Grommelots, néologismes, langue aux sonorités latines et nordiques à la fois. Acte I, décor de banquise : des créatures poilues rampent au sol. Un vieil autoradio crachote « Brazil », la chanson composée en 1939 par Ary Barroso, le générique du film de Terry Gilliam. Des marionnettes habillées en superhéros pour les hommes et en majorettes pour les femmes jouent les spectateurs et sont alignées sur une mezzanine, les figurines en latex sont manipulées par des marionettistes rendus invisibles par des collants noirs. Au sol, sur la banquise, une pantoufle géante bordée de fourrure servira de sac de couchage à notre héros sans nom exposé aux frimas. Deux ventilateurs postés de part et d’autre du plateau font souffler une tornade et virevolter les flocons de neige. Nous sommes en plein hiver.

La yourte du titre est probablement un symbole. On pourrait aussi bien dire une Isba, une cabane au Canada, un terrier, une grotte…C’est l’endroit où le héros se réfugie pour méditer, relire Maurice Blanchot ou manger du burek aux airelles, plat typique et roboratif que lui cuisinait sa grand-mère croate. « Une yourte pour quoi faire » est un spectacle à la fois politique et contemplatif, une réflexion sur la mort, la société de consommation et le choix de s’en extraire. Une performance presque muette irriguée par les grands textes du répertoire qu’a visiblement digérés le metteur en scène. Shakespeare et toute la violence de Richard III, les meurtres et le sang versé sont matérialisés par un saladier rempli de ketchup, Tchekhov n’est pas loin puisqu’une mouette en plastique surmonte la yourte, girouette dérisoire et mazoutée, triste héroïne aux ailes brisées par la vie.

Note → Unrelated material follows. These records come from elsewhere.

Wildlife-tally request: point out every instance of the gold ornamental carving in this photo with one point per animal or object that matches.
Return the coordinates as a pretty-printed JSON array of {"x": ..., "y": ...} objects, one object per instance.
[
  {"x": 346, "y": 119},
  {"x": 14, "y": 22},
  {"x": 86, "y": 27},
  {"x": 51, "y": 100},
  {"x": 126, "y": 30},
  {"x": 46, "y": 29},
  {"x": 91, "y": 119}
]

Tchekhov, Shakespeare, performance, flûte de pan : sous le fouillis apparent se cache une prouesse. L’hétérogénéité transgenre donne à spectacle bricolé avec des bouts de ficelle toute sa force et tout son sel. C’est un théâtre total. Psychologie et distanciation. Octave Guimet fait son auto-analyse sauvage en reconstituant la naissance de son héros, suspendu dans les airs grâce à un harnais, qui s’extirpe en combinaison de plongée d’un immense cocon, matrice  translucide remplie d’eau. Levons un coin du voile : Octave Guimet joue tous les personnages d’ Une Yourte pour quoi faire : une manière d’explorer les tréfonds de la solitude et de conjurer notre tendance à la procrastination. La morale de cette farce mélancolique pourrait être : il faut cultiver ses tomates. Longtemps après, il reste dans la tête du spectateur une image, la silhouette gracieuse d’un renard des neiges qui se détache en ombre chinoise derrière un paravent puis se faufile doucement en coulisses, laissant des traces de pattes dans la poudreuse.